День был знойным – только что по городу пронесся дождь, но жару не сбил. И теперь душно парило, пахло травой.
В тире царила абсолютная тишина – секции не работали ввиду каникулярного времени. Вахтер спросил, к кому идет Аркадий, тот ответно уточнил: на месте ли директор. Оказалось: тот ожидает Лефтерова у себя в кабинете. Дорога была известна юноше – направо за угол и до конца коридора. Из-за жары дверь была распахнутой.
– Разрешите?..
– А, Аркаша! Заходи!
Поздоровались, обменявшись рукопожатиями.
– Куда краску поставить, Михаил Андреевич? – спросил Аркадий.
Директор ожидаемо указал на дальний угол кабинета.
– Как семья, как дети?..
– Растут, – ответил директор.
– Уже не верят в Деда Мороза, но еще верят в коммунизм, – пошутил Аркадий шуткой Саньки Ханина.
Михаил Андреевич остался серьезен:
– Это мы не доросли до коммунизма. Вот когда мы будем к нему готовы – вот он и настанет… А ты сам как? Своими не обзавелся?
– Никак нет… Куда там.
При этом Аркадий сначала подумал о Маше, а потом вспомнил о Вике. Он взглянул за окно, туда, где было видно футбольное поле общеобразовательной школы, в которой трудилась Мария Александровна. Нынче она была, наверное, в отпуске, который летом полагался учителям.
– Желаешь пострелять?.. – спросил директор.
– Было бы неплохо, – кивнул Аркаша.
Две двери оружейной комнаты были закрыты, но не поставлены на сигнализацию. Взяв ключи из ящика стола, директор и Лефтеров отправились за оружием.
– Из чего постреляем?.. Из пневматички?.. – спросил Михаил Андреевич, открывая оружейку.
– Из пневматички я и в уличном тире постреляю, – ответил Аркадий. – Давай с мелкашки.
– Тогда из пистолетов?.. Мне лень маты выкладывать.
Из сейфа, стоящего в глубине комнаты, директор достал два пистолета системы Марголина.

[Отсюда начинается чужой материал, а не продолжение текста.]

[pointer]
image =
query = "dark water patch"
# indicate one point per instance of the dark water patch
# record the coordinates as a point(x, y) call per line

Педантично закрыв комнату, Михаил Андреевич отправился в стрелковый зал. Аркадий последовал за ним. В зале хозяин щелкнул пакетником. Под потолком загудели дросселя ламп дневного света, по коробам вентиляции загрохотал воздух.

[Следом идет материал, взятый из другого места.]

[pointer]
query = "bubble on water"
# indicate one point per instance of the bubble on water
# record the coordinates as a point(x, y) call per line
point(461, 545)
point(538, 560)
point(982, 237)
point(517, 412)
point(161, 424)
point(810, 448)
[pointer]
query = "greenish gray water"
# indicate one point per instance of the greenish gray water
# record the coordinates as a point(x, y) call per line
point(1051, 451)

В длинном гулком зале размещалось две стрелковые дистанции, так, чтоб стрелки стояли на них спина к спине. На длинной обычно стреляли из винтовок, и там мишени подавались из-под пола. На короткой упражнялись из пистолетов, и мишени меняли сами стрелки, прерывая занятия.
На рубеже короткой дистанции стоял обыкновенный стол, куда и положили два пистолета, две пачки патронов и связку ключей. Первый ключ был от английского замка, на который запирали внешнюю дверь оружейки. Внутренняя, сваренная из прутов, закрывалась большим ключом с одной бородкой. А два стандартных номерных двухбородчатых ключа открывали ячейки сейфа.

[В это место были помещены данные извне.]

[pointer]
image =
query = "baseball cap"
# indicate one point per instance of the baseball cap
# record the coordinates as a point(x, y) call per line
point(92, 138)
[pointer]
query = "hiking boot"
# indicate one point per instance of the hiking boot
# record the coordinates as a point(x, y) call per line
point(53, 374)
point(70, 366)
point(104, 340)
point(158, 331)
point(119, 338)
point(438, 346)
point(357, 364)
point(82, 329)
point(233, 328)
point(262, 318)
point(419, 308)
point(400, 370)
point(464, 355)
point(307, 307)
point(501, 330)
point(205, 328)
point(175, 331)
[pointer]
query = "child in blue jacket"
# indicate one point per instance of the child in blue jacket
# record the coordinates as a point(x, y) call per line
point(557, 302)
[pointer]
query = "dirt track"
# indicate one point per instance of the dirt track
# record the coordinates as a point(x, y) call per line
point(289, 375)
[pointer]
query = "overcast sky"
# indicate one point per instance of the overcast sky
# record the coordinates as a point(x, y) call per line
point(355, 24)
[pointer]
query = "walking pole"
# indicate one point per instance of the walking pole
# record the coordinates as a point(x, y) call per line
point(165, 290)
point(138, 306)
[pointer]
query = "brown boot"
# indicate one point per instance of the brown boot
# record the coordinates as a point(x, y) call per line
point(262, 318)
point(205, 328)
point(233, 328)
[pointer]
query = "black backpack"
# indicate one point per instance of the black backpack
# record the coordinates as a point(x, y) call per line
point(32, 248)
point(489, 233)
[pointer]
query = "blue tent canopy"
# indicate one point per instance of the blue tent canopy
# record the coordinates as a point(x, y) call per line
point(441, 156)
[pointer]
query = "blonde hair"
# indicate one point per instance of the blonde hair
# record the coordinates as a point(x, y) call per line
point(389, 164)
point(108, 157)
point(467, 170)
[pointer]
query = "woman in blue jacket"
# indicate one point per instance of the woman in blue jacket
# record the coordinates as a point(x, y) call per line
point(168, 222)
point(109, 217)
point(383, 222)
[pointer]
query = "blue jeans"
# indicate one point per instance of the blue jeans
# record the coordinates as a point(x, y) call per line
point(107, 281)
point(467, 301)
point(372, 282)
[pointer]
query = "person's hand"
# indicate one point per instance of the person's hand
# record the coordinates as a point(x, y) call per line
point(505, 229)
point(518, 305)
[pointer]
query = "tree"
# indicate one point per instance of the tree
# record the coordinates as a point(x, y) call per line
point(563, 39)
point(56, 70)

Было видно их номера – «86» и «45». Цифры запомнились.
– Ну что, мишень четыре, дистанция – двадцать пять метров, – сообщил Михаил Андреевич. – Айда менять листы.
Мишени лежали тут же, изрядно припавшие пылью. Откуда в зале, который не имел окон, бралось столько пыли, Аркадий не понимал.
– Как работа? Как учеба? – спросил Михаил Андреевич.
– Да я отучился в институте на заочном. А работа… Что-то черные полосы зачастили.
– Ну, еще все будет. Ты еще молод, здоров. Мне бы твое здоровье. Вот в мои годы тело напоминает взбесившийся барометр. В ушах шумит – к дождю. Суставы крутит – погода меняться будет.
Вернулись к рубежу, и, взяв пистолеты, приступили к стрельбе.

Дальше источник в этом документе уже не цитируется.